Here's my Julia model:

using Random
using Distributions
using Turing
using StatsPlots
using Plots

Random.seed!(3)
true_p0=0.2
v=cat(rand(Bernoulli(true_p0), 500), [missing for _ in 1:100], dims=1)

@model function bernoulli_model(v) 
    p0 ~ Beta(1,1)
    v .~ Bernoulli(p0)
end
model=bernoulli_model(v)

nsamples = 1000
nchains = 8
sampler = MH()
chains = sample(model, sampler, MCMCThreads(), nsamples, nchains, discard_initial = 200, thinning=50);
> TaskFailedException
>
>    nested task error: TaskFailedException
>    
>        nested task error: DomainError with 0.0:
>        Beta: the condition α > zero(α) is not satisfied.

What do I do wrong?


Solution

  • I figured out the answer myself.

    There are two issues here:

    1. Bernoulli(p0) expects the values to be integers, and throws a cryptic error when they are booleans. So the first thing to do is to convert the input vector to int by e.g. multiplying the bool values by 1.
    2. v .~ Bernoulli(p0), a vectorized (aka broadcasting) operator "~" is a wrong construct here, probably because the function dispatching happens only once, but we are talking about two completely different operations, that are serviced by two completely different overloads of operator ~ over the Bernoulli distribution. I suspect that one variant is a simple sampling variant that just edits the target log-likelihood, which is applied when "v[i]" is known. The other one is the variant that defines a latent random variable that represents the missing data, which is applied when the "v[i]" is missing. In order to force Julia to dispatch a different operator ~ overload dynamically based on the type of the argument, we need to use the actual loop.

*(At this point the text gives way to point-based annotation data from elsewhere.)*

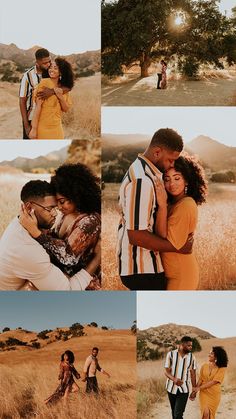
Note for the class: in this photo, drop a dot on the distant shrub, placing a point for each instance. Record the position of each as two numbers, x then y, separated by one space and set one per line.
36 345
43 334
15 342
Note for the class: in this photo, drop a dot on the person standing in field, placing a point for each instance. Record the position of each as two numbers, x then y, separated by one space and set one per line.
180 366
140 264
29 81
90 368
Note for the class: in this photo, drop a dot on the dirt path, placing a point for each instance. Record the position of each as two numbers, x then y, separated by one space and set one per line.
143 92
226 409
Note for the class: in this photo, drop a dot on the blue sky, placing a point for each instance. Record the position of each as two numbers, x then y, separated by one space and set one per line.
47 310
215 122
61 27
212 311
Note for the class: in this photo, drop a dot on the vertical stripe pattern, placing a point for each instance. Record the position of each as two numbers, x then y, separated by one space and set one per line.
180 368
138 205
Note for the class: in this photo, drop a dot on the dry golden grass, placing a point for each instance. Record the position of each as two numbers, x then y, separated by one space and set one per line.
151 383
81 122
215 238
27 378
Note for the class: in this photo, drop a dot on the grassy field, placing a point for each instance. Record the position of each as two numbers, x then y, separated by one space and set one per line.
215 238
152 398
29 377
82 121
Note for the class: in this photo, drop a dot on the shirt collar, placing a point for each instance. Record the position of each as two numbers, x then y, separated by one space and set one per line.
152 167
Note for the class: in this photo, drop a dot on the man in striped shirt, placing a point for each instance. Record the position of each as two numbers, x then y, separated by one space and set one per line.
140 264
29 81
180 367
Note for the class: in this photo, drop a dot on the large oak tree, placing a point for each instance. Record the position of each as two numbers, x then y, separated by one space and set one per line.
140 32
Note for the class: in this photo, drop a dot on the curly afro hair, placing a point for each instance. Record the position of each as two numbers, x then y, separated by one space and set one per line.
77 183
193 174
221 356
66 72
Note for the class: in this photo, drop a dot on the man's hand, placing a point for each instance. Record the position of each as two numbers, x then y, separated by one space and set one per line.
160 192
188 247
45 93
178 381
29 222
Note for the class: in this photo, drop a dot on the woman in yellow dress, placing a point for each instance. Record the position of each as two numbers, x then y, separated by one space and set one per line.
209 383
47 118
185 189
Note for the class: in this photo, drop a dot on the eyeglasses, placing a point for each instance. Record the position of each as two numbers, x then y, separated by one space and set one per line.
48 209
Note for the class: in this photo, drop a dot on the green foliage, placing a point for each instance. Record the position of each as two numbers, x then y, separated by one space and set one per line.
143 32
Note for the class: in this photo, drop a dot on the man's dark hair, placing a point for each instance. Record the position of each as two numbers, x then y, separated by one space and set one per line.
36 189
66 72
186 339
41 53
167 138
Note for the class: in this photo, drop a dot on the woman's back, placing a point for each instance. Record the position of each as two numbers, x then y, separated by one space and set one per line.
181 270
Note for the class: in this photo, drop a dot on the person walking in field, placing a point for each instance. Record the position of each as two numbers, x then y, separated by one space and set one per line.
90 368
180 366
209 384
66 376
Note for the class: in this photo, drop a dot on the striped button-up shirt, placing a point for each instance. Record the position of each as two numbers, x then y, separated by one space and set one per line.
138 208
180 368
28 83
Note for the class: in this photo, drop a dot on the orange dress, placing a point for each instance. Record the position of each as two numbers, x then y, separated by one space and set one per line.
181 271
210 397
50 120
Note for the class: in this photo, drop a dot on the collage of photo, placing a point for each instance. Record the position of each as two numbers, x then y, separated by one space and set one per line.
118 174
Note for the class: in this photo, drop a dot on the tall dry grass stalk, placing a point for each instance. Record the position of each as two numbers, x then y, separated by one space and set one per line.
24 388
83 120
215 238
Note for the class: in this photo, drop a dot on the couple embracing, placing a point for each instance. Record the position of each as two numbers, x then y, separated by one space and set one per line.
158 199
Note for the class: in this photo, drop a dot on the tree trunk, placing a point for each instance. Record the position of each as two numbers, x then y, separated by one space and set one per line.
145 63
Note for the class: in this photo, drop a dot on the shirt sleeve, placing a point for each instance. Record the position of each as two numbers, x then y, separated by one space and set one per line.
68 252
168 361
139 201
86 365
24 86
179 224
44 275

    Here's the corrected code:

    using Random
    using Distributions
    using Turing
    
    Random.seed!(3)
    true_p0=0.2
    v=cat(rand(Bernoulli(true_p0), 500), [missing for _ in 1:100], dims=1)
    
    @model function bernoulli_model(v) 
        p0 ~ Beta(1,1)
        for i in eachindex(v)
            v[i] ~ Bernoulli(p0)
        end
    end
    
    model=bernoulli_model(v)model=bernoulli_model(v)
    
    nsamples = 1000
    nchains = 8
    sampler = MH()
    chains = sample(model, sampler, MCMCThreads(), nsamples, nchains, discard_initial = 200, thinning=50);